LONG BEACH — The proposal to name the new Long Beach main library after Billie Jean King is expected to have its final vote during Tuesday’s City Council meeting.
Billie Jean King Library?
The City’s Housing and Neighborhoods Committee voted unanimously, 3-0, earlier this week, that the new library should be named after the 75-year-old tennis legend, LGBTQ equality champion, and Long Beach native. The committee has three members: Councilmen Dee Andrews, Al Austin, Daryl Supernaw.
The committee’s recommendation is to approve the naming idea, and the council is expected to approve it during its 5 p.m. meeting.
The new 93,000 square foot library is scheduled to open September 21. It will be approximately 30 percent smaller than the old main library, which was 135,000 square feet.
King may be best known for defeating Bobby Riggs, 55, in one of the greatest moments in sports history, the “Battle of the Sexes,” which took place Sept. 20, 1973. King was 29 at the time.

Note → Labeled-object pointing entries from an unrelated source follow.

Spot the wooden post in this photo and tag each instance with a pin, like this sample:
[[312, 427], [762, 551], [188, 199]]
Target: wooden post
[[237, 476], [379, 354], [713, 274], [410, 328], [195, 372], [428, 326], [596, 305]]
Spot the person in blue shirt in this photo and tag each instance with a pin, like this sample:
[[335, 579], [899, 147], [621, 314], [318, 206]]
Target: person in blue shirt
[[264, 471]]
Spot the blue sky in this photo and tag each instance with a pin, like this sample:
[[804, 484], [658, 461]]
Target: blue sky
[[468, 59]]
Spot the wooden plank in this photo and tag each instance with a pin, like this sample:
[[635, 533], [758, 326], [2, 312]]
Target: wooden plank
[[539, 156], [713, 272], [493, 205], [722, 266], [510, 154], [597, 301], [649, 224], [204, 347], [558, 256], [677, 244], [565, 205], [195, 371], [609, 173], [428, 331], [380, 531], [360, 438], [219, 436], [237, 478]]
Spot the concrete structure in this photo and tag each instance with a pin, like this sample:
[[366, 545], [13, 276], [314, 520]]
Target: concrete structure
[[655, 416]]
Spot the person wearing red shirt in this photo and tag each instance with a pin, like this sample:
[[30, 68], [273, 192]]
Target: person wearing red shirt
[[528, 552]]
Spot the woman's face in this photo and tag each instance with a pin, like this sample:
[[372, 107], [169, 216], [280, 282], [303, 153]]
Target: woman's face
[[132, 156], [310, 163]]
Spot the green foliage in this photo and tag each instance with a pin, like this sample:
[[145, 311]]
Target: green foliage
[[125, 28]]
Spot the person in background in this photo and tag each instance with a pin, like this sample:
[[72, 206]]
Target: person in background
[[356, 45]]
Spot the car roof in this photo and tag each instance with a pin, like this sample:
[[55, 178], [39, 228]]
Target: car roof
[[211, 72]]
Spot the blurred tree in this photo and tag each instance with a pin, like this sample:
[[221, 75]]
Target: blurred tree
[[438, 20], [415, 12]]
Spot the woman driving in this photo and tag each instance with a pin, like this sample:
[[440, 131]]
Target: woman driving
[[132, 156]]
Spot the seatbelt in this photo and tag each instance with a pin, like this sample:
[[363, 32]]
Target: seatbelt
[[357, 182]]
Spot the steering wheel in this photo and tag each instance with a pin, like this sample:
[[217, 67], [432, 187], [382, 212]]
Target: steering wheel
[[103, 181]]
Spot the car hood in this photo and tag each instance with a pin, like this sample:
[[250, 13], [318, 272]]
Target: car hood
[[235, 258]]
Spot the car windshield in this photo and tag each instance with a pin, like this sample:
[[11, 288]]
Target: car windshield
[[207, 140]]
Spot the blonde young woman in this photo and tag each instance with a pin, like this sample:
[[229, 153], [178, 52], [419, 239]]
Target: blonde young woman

More than 1,000 community members have signed letters or petitions supporting the proposal.
Some members of the public who have opposed the idea at council and committee meetings said the city has rushed the process, not allowing for other name suggestions, and the process hasn’t been transparent.
Apart from Harvey Milk Park and Billie Jean King Tennis Center, near Woodrow Wilson High School and Park Estates, no other city spaces have been named for people who identify as LGBTQ.
Billie Jean King achievements
Last year, King received a Great Americans medal at the Smithsonian’s National Museum of American History.
King received the medal “for lifetime contributions that embody American ideals and ideas.”
King has been a trailblazer for decades.
- King won 39 major singles, doubles and mixed-doubles tennis championships during more than 30-year tennis career, including a record 20 wins at Wimbledon.
- King raised eyebrows on the court in the 1970s when she wore Ted Tinling’s designer fashions.
- King is founder of the Women’s Tennis Association.
- King threatened to boycott the 1973 US Open if equal prize money was not awarded. King’s fight for equal prize money in the Grand Slams took 34 years — In 2007, Wimbledon became the last of the four to agree.